3) Do not HATE nothing or no one. The word hate is not a part of our vocabulary nor will it ever be in our home. One of my brothers old girl friends used to say "I hate you" in this little playful joking way....it drove me and my parents bonkers!! I couldn't stand listening to her talk to him because even though she didn't mean those words they still sounded AWFUL coming from her mouth. Much less the fact that the bigger sister part of me wanted to punch her in the face every time she said it to my "baby brother". Shew thank goodness he grew up and realized that she was about as coo coo for cocoa puffs as they came. Fact is that if we don't say it now they are less likely to say it and hopefully they will stay away from such strong mean feelings. I never want their hearts to be hardened with hate.
4) Do not be a RUMOR WEED. *anyone catch that veggie tales reference?* If you didn't see it with your own eyes or hear it with your own ears then don't repeat it. Nobody likes a Gabby Gracie...period.
5) RESPECT YOUR OWN BODY. Oh my, has this went by the wayside the past 15-20years or what? This doesn't just apply to sex, this now applies to drugs, alcohol, food, etc. Our body is a temple that was given to us by God and I want my children to have enough respect for themselves that before they act they give true thought to how their decisions will affect their body. As parents we want to shield them from the cold hard ugly truth of what some of these things can do but if we don't show them what consequences look like then how will they know what they having coming if they make these decisions? Herpes, warts, IV Tracts, Meth Sores, Cirrhosis, Morbid Obesity. Mine will know what all of these look like at a young age. They will NEVER be able to say "I didn't know".
6) I do not want them to FEAR the DISABLED. As my son has gotten older he has asked questions, very vocally I might add, about children in wheel chairs or someone who walks or talks "different". I have tried my very best to answer him in a very open honest way. I do not want him to fear those people but be willing to offer a helpful hand if needed. I want to teach them that we all have different struggles and we should be thankful everyday for the health and abilities that God has given us.

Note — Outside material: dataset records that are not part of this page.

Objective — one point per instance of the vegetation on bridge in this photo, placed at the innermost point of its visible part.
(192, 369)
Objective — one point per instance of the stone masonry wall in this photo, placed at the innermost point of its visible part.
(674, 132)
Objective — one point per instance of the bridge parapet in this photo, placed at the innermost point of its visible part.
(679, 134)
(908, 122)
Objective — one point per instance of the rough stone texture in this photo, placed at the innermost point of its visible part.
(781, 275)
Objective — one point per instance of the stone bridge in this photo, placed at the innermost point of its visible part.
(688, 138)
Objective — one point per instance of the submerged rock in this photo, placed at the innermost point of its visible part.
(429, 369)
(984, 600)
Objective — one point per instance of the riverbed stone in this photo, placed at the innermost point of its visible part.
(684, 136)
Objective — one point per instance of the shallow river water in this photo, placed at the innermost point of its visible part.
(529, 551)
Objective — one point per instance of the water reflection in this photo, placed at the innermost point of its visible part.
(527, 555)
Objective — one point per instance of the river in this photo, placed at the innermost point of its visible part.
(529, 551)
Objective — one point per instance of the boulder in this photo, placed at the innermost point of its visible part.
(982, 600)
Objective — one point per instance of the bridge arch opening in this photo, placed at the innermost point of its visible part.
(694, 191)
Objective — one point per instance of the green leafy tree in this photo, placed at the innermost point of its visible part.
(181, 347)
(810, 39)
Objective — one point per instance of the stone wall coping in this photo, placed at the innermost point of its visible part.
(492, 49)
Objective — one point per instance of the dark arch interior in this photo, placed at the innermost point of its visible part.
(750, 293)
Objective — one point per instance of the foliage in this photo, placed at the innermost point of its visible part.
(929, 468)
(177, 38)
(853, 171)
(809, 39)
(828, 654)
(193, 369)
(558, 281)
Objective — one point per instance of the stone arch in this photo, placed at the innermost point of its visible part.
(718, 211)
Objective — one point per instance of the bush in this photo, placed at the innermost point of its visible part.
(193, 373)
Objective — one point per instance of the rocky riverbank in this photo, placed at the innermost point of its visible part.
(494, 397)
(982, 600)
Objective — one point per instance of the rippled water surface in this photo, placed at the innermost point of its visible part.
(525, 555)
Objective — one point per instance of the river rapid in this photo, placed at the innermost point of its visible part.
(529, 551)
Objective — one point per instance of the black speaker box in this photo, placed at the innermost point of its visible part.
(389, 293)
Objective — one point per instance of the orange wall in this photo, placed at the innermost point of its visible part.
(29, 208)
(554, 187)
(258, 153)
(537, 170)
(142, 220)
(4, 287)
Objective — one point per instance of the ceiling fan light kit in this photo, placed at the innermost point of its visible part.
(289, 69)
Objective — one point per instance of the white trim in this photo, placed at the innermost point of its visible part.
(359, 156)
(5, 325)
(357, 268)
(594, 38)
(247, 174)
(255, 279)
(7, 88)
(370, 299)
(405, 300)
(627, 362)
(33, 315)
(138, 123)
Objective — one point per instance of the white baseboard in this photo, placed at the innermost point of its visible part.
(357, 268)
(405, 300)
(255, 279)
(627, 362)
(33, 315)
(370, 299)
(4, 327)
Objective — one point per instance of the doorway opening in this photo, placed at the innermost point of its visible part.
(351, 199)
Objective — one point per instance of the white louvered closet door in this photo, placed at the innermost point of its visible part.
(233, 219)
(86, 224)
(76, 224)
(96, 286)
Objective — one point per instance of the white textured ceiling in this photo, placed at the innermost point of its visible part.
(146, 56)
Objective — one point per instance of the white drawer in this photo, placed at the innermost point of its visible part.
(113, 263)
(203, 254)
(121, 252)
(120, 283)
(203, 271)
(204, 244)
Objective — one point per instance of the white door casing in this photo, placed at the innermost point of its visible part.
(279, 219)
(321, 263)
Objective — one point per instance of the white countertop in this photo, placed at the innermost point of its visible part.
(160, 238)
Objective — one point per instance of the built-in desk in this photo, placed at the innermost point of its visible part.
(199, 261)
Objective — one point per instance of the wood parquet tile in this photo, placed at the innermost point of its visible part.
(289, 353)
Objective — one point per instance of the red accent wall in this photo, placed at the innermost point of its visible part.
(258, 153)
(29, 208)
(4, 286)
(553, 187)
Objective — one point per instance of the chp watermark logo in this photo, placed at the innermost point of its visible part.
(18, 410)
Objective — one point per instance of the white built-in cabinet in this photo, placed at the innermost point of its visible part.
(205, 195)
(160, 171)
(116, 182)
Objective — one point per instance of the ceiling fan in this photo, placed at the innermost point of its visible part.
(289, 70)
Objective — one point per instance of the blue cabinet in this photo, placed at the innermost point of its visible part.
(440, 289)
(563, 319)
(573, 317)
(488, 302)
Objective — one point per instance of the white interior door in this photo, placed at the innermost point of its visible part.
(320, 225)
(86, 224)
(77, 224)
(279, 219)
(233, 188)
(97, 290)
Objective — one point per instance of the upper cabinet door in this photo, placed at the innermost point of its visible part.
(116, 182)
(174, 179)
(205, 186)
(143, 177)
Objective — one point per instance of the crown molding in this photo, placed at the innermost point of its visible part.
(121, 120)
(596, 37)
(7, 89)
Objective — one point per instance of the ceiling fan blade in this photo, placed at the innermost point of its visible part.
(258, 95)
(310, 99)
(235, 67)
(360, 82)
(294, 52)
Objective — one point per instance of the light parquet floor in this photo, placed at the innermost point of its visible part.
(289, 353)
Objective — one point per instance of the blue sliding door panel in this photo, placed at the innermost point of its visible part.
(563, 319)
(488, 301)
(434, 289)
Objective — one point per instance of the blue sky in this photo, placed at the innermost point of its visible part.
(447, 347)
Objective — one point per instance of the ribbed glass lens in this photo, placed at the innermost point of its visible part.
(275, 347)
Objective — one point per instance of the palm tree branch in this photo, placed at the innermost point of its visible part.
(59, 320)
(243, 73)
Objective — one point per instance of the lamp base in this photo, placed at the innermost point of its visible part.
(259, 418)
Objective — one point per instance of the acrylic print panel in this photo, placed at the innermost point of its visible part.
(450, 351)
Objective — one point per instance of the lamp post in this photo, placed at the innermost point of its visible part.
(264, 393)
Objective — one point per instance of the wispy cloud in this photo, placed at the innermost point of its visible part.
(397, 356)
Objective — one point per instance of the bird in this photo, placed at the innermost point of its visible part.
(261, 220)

7) The PAST is the PAST. As a parent I think this is one that we have a lot of control over. Once a child has done something, been disciplined and paid the consequence, then it is done and over. No need to bring up their past mistakes when they have already moved on. There is no quicker way to bring a child down then to remind them of all the times they have failed. I also know that as adults we will fail daily and we don't like it when it gets thrown up in our face. But how are we to blame the adult if they were never shown to forgive and forget? God has wiped my sins away and will continue to do so and I want my children to be able to look past others failures and point out the good in them.
8) DO NOT BRAG about what you have. Be Thankful but keep it to yourself.
10) LOVE and when you love, LOVE with ALL YOUR HEART. Heartbreak hurts and in life you will be hurt by family, friends, bf/gf but with pain comes healing. The feeling you have when you LOVE with all your heart is greater than the pain and you will always remember the love and the pain will slowly ease.
So there are thousands of things I want to teach my children and I hope that my everyday actions teach them more then my words can but these few things I think often get over looked. We are not born as cynical, hateful, unforgiving people. We are born innocent babies and are taught by those who we are surrounded by the most. If we as parents are cautious of our own actions then we will raise a generation to be proud of.
We fear the future of our country and what our children and grandchildren will be exposed to but truth is WE are raising the future and it is in our hands now to start molding them to be the Change the future needs.
Happy Monday Ya'll!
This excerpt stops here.